The key issues she intends to focus on are, according to her website: to end Washington corruption; rebuild the middle class; strengthen democracy; ensure equal justice for all under the law; and to provide a foreign policy for all.

Few would argue that these are not worthwhile slogans, but do they mean much more? An end to Washington corruption is promised by every aspiring presidential candidate – most notably Donald Trump with his “drain the swamp” cries during his own path to the presidency.

Ensuring equal justice for all is an understandable goal for a former Harvard law professor, but it is not clear whether it will have any significant impact on the US population or the world at large.

Providing a foreign policy for all argues for a reconsideration of Trump’s “NAFTA 2.0”, and bringing back US troops from overseas wars – important but perhaps of more significance to the rest of the world than for Americans themselves.

The two remaining issues are to strengthen democracy and to rebuild the middle class. The two are related, but maybe not in the way that Warren has presented them. Regardless, they are crucial to ensuring that the US maintains its pre-eminence and leadership in the world.

In the case of strengthening democracy, Warren has argued against the gerrymandering of voter districts and the influence of powerful lobbyists. She claims that “after decades of largely flat wages and exploding household costs, millions of families can barely breathe”.

Studies such as those in Ganesh Sitaraman’s book The Crisis of the Middle-Class Constitution argue that a strong and sizeable middle class is a prerequisite for liberal democracy to flourish as in the US’s constitutional system. Economic inequality is not just a matter of fairness or economic efficiency, it is central to the survival of democracies.

But the struggle of the middle classes is not just a US phenomenon. The McKinsey Global Institute in a recent study found that between 65% and 70% of the population in 25 advanced economies had total income that was flat or had fallen in 2014 compared with 2005. “Today’s younger generation is at risk of ending up poorer than their parents,” the report declared.

Elizabeth Warren

Elizabeth Warren addresses students in Washington in 2017

Addressing the problem requires consideration of the causes, and not a superficial ‘cure’ for the symptoms of ailing democracy. It is not clear that Warren has addressed these, as her solutions appear to have a focus on “putting power back in the hands of workers and unions”.

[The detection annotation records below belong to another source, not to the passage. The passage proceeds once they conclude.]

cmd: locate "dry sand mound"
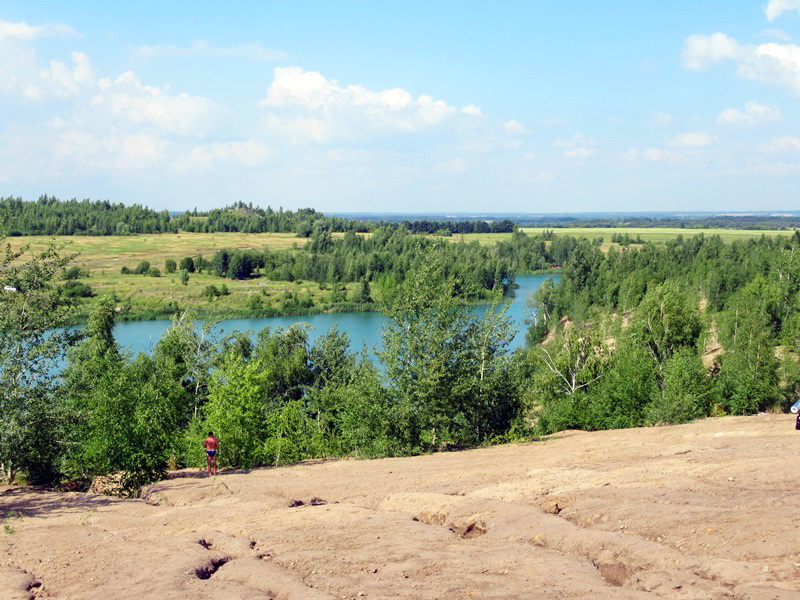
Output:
[0,415,800,600]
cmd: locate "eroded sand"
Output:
[0,415,800,600]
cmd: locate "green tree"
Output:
[0,242,77,482]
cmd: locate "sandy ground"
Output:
[0,415,800,600]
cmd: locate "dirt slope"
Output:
[0,415,800,599]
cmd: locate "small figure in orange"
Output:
[203,431,219,477]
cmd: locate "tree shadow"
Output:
[0,487,117,517]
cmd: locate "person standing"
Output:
[203,431,219,477]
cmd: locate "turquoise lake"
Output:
[103,275,558,358]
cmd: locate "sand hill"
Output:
[0,415,800,600]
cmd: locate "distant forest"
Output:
[10,196,800,237]
[0,196,514,237]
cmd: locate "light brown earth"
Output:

Her objective is to increase worker participation in decision making “by letting their workers elect at least 40% of the company’s board members to give them a powerful voice in decisions about wages and outsourcing”. This by itself will not create more middle-class jobs – even with, as she advocates, “a new era of strong antitrust enforcement so giant corporations can’t stifle competition, depress wages, and drive up the cost of everything from beef to internet access”.

Middle-class problems

In common with the middle classes in other developed economies, those in the US face two major structural challenges, both of which lead to rising inequality and the disappearance of middle-class jobs.

The first is the rise of emerging markets, where educated workforces at lower wage levels than developed markets provide an economic arbitrage in whole sectors, particularly manufacturing.

The second is the rise of automation, the internet and artificial intelligence (AI) in its widest forms. These are also serving to destroy large numbers of low-level and even mid-level service jobs in areas such as banking, law and insurance.

The rise of emerging markets is something to celebrate, however, as their rising prosperity is also an enabler for rising prosperity in developed markets.

The issue that has not been addressed is how rising prosperity in developed markets should be redistributed across the population. It is rising inequality within developed markets, rather than a narrowing of the gap with emerging markets, that politicians need to address.

Automation and AI

Washington DC

Capitol Building, Washington DC

In a recent paper by Nobel prize-winning economist Joseph Stiglitz and Anton Korinek, the authors explore another challenge posed by automation and AI: income distribution. If redistribution is too costly, it may be impossible to compensate the losers of technological progress, and they will oppose progress – much as the famed Luddites who destroyed machinery at the dawn of the first industrial revolution.

Presidential candidates such as Elizabeth Warren must understand and address these challenges. It is somewhat disappointing that Warren has so far only addressed them in a cursory manner.

Both should be regarded as unambiguously positive, but as Korinek and Stiglitz warn, while individuals and economies more broadly may be able to adjust to slow changes, this may not be so when the pace is rapid. In an economy characterised by “winner takes all” economics it is not surprising that ideas such as a universal basic income have been promoted by tech leaders from Mark Zuckerberg to Elon Musk.

Warren has made a start in addressing the issues through arguing for greater redistribution of wealth by stopping “giant tax giveaways to rich people and giant corporations”, instead declaring that she would “start asking the people who have gained the most from our country to pay their fair share”.

Her proposals include an “ultra-millionaire tax” on the 75,000 richest families, the proceeds of which she pledges to use to build “an economy that works for everyone”, including universal childcare, student loan debt relief, and healthcare.

Tackling inequality in the US is key to restoring the health of democracy and the middle classes in the US – perhaps this provides opportunities for the likes of Warren.